Last week, I showed how to clean out your Windows Temp folder properly.
Today’s tip is a follow-up to that item, showing how you can schedule some routine maintenance chores to be performed automatically.
The secret is buried in the Scheduled Tasks folder, which you can find in Control Panel. (It’s in the Performance and Maintenance group, if you use the Category view of Control Panel.)
Open the Scheduled Tasks folder and double-click Add Scheduled Task. This launches the Scheduled Task Wizard, which walks you through the process of creating a new task. After you get past the opening screen, you’ll see a list of available programs on your PC. Select the Disk Cleanup entry and click Next.
Enter a name for the task (the default should work just fine in this case) and specify how often you want the task to run – daily, weekly, etc. The next secreen in the wizard varies, depending on the option you choose. This screen, for instance, shows a task that has been scheduled to run once a week – at 2:30 AM every Monday.

In the next screen, enter the user name and password of the account whose credentials you want the task to use. This data (which is saved in encrypted format) allows a scheduled task to run even if you’re not logged on.

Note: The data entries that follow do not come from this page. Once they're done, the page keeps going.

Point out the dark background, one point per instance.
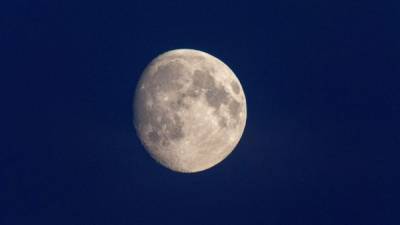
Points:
(321, 144)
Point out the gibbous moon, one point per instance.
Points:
(189, 110)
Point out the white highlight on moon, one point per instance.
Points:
(189, 110)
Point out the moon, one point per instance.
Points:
(189, 110)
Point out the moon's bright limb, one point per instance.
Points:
(189, 110)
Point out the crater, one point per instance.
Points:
(203, 80)
(222, 122)
(167, 77)
(216, 97)
(234, 108)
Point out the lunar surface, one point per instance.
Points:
(189, 110)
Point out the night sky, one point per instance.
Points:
(321, 144)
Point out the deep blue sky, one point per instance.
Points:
(322, 141)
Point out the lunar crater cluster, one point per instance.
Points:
(189, 110)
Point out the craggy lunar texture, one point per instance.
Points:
(189, 110)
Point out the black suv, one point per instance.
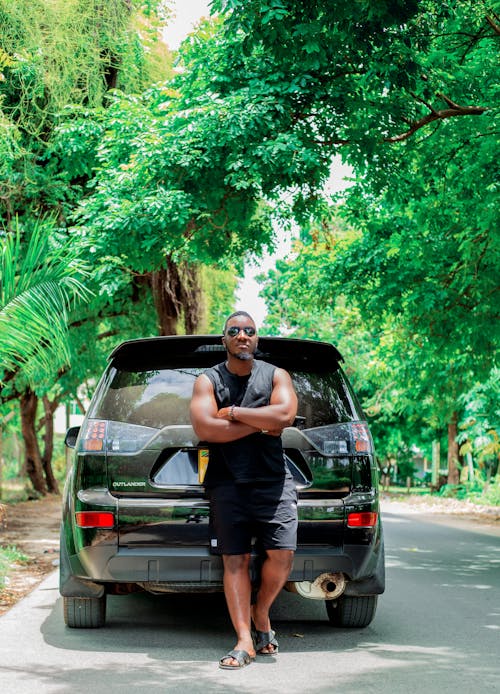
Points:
(135, 515)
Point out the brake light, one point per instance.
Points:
(362, 439)
(366, 519)
(95, 519)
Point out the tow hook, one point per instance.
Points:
(324, 587)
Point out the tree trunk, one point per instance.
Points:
(33, 460)
(176, 293)
(453, 471)
(48, 444)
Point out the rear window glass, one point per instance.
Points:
(161, 397)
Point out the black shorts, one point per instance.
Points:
(242, 513)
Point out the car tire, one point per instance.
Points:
(85, 613)
(352, 612)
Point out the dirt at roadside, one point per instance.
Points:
(33, 527)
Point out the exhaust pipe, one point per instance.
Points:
(327, 586)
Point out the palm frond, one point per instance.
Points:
(39, 282)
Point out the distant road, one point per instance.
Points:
(437, 630)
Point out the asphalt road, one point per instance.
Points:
(437, 629)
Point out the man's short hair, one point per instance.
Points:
(233, 315)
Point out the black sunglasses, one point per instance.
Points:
(233, 331)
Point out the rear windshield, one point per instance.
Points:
(161, 397)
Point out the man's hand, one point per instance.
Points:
(225, 413)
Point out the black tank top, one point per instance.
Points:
(254, 458)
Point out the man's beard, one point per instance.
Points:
(244, 356)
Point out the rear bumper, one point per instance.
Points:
(195, 569)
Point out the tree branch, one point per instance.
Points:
(451, 112)
(493, 25)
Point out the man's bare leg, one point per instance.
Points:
(275, 571)
(237, 589)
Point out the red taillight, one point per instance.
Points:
(95, 519)
(367, 519)
(362, 438)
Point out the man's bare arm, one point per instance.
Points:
(206, 424)
(280, 412)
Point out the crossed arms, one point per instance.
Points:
(232, 423)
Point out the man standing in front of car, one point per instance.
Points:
(240, 407)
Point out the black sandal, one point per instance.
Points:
(243, 658)
(263, 639)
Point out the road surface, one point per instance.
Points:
(437, 630)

It also allows a task that requires administrative privileges to run when a user with a limited account is logged on.
Finish the wizard to save the scheduled task.
Follow-up: I’ve put together instructions to help you customize the Disk Cleanup task so it performs only the options you want it to run.
Thanks for resuming this great feature. In tomorrow’s tip, can you include how to schedule Disk Cleanup to clean automatically a particular volume on a multi-partition hard drive? TIA.
Ken
Do you have to have a password? I don’t use passwords to access user accounts, so was wondering if this is a password just for this particular operation or if it’s a password, I’m going to need to enter every time I try to log onto my computer?
Thanks,
Mark
It is now tomorrow and time to show how to customize Disk Clenaup!! Did you forget that we really read and sometimes use your advice?
I’ve been trying to config schedule task to run at least twice a day but it doesn’t seems to be able to fire up. The config interface is quite different if it’s more than once per day?